A version of this story was posted in December 2004
Our Christmas tree is up, and so is Boston's.
The nearly 50-foot white spruce that graces the city's downtown is, like 30 trees before it, a gift from the people of Halifax, Nova Scotia. It's an annual expression of friendship and thanks for help that Boston provided after the 1917 Halifax Explosion, in which a collision between two ships, one loaded with wartime ammunition, took 2,000 lives, injured 9,000 and left 1,500 homeless.
The delivery of the Boston tree always reminds me of a personal experience with Nova Scotian friendliness. I was in Truro, (above) at the head of Cobequid Bay, a finger of the Bay of Fundy. I'd come to watch the tidal bore, an amazing crush of water that rushes toward Truro twice daily, filling Cobequid with a fast-moving wall of water that literally piles on top of itself. The evening performance, lit by a dramatic fireball sunset, was about to begin.

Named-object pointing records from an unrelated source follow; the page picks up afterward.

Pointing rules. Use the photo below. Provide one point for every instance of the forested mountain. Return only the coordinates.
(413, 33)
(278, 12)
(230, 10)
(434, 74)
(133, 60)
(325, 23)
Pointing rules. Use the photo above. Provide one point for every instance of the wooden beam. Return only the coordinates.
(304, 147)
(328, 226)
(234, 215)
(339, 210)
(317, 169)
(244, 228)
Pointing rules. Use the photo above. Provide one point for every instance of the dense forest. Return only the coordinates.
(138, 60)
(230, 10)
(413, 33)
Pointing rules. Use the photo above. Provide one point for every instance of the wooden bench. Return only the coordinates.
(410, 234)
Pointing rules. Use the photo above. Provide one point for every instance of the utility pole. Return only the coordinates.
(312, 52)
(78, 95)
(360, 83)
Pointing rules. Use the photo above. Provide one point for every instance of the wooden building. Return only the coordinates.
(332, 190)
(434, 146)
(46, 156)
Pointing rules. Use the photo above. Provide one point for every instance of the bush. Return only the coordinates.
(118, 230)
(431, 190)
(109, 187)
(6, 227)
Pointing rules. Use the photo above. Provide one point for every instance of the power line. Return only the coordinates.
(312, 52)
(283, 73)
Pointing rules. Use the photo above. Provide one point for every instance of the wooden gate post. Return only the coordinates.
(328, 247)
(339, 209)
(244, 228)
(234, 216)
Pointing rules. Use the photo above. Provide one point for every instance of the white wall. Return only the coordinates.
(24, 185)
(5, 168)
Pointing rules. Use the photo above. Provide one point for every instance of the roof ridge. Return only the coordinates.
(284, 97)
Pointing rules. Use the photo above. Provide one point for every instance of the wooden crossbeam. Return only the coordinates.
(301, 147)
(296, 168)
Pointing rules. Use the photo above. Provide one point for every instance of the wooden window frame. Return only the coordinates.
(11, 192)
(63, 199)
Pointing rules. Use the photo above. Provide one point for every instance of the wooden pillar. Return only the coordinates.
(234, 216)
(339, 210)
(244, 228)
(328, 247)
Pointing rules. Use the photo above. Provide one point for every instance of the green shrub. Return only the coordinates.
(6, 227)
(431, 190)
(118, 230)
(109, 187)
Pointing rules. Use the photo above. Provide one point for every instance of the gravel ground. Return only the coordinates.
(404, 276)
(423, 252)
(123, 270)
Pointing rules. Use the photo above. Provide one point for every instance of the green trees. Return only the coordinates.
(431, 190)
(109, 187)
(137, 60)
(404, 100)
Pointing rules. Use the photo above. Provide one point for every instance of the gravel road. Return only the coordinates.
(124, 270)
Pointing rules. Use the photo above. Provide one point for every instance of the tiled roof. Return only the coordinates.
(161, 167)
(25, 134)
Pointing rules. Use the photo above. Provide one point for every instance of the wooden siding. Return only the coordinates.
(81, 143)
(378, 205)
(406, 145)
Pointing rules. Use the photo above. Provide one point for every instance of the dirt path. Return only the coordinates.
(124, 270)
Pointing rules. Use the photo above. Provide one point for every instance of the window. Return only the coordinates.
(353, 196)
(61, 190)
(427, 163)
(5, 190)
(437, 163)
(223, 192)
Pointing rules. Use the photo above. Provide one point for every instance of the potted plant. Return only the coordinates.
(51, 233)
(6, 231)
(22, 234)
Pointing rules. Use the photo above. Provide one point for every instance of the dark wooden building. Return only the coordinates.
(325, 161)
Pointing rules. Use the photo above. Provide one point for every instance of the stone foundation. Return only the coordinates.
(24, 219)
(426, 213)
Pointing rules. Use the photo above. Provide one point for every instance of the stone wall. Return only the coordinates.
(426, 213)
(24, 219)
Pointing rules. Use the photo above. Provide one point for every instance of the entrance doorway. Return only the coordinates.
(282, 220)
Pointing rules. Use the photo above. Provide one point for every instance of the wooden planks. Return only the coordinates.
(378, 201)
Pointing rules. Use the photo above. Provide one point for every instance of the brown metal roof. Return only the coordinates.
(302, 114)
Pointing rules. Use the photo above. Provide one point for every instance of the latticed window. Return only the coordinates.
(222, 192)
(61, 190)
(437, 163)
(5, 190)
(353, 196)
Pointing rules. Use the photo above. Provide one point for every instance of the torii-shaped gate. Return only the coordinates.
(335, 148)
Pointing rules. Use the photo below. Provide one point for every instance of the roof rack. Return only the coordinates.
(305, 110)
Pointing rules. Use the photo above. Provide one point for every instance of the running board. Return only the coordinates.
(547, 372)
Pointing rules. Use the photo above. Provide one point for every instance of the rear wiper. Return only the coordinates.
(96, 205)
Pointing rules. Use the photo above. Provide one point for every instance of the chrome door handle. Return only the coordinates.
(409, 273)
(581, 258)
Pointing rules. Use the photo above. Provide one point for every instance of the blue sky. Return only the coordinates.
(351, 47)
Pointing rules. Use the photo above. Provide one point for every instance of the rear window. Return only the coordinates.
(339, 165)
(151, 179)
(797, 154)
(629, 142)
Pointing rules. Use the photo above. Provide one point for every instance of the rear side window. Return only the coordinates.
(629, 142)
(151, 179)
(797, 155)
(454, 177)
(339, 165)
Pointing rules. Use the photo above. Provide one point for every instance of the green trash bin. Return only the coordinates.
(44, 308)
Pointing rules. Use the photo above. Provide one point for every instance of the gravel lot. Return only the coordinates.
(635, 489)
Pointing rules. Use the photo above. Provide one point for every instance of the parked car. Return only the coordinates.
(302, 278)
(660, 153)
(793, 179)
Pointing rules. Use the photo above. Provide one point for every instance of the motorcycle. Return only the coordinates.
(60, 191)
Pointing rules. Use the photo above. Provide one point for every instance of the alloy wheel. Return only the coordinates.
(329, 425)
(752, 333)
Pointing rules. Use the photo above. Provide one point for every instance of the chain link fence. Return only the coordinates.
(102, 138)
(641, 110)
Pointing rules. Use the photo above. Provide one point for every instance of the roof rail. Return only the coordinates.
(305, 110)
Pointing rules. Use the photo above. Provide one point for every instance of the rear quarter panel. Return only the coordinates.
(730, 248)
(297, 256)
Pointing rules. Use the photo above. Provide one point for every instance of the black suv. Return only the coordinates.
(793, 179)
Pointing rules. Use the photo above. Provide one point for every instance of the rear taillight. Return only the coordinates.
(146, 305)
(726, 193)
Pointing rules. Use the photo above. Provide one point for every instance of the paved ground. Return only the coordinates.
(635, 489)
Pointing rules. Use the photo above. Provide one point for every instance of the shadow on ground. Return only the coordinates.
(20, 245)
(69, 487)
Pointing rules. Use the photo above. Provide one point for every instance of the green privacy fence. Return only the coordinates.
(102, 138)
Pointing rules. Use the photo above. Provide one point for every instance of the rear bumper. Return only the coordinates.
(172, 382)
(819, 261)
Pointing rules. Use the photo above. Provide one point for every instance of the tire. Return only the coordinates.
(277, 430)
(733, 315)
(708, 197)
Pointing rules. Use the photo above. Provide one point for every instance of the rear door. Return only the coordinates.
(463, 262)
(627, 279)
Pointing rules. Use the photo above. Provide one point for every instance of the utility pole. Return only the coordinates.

I pulled up to a farm that sat at the water's edge. As I began to see water from the distant Bay of Fundy move toward Truro, I realized I'd left my camera at my motel. The woman who owned the farm came outside, and I asked her if I had time to retrieve the camera before the water wall reached us. She considered the liquid shimmer advancing from the horizon and said, "Yes. You have time. But hurry."
I tore up the road and barrelled into the motel parking lot. The owner was waiting at the door, holding it open. "Forgot my camera!" She nodded and smiled.
I got back to the farm just as the water reached the channel neck west of Truro. In a minute or two, the advancing sea would be squeezed into a narrow space, and the aquatechnics would begin. The farmwife stood where I had left her, staring at the bay. "I knew you would make it," she said.
I considered the wonder I was about to behold, then considered the wonder I'd just been part of. I'm convinced that, through the power of welcome and friendship, the farmwife and the motel owner had held back the tidal bore and made it wait for me.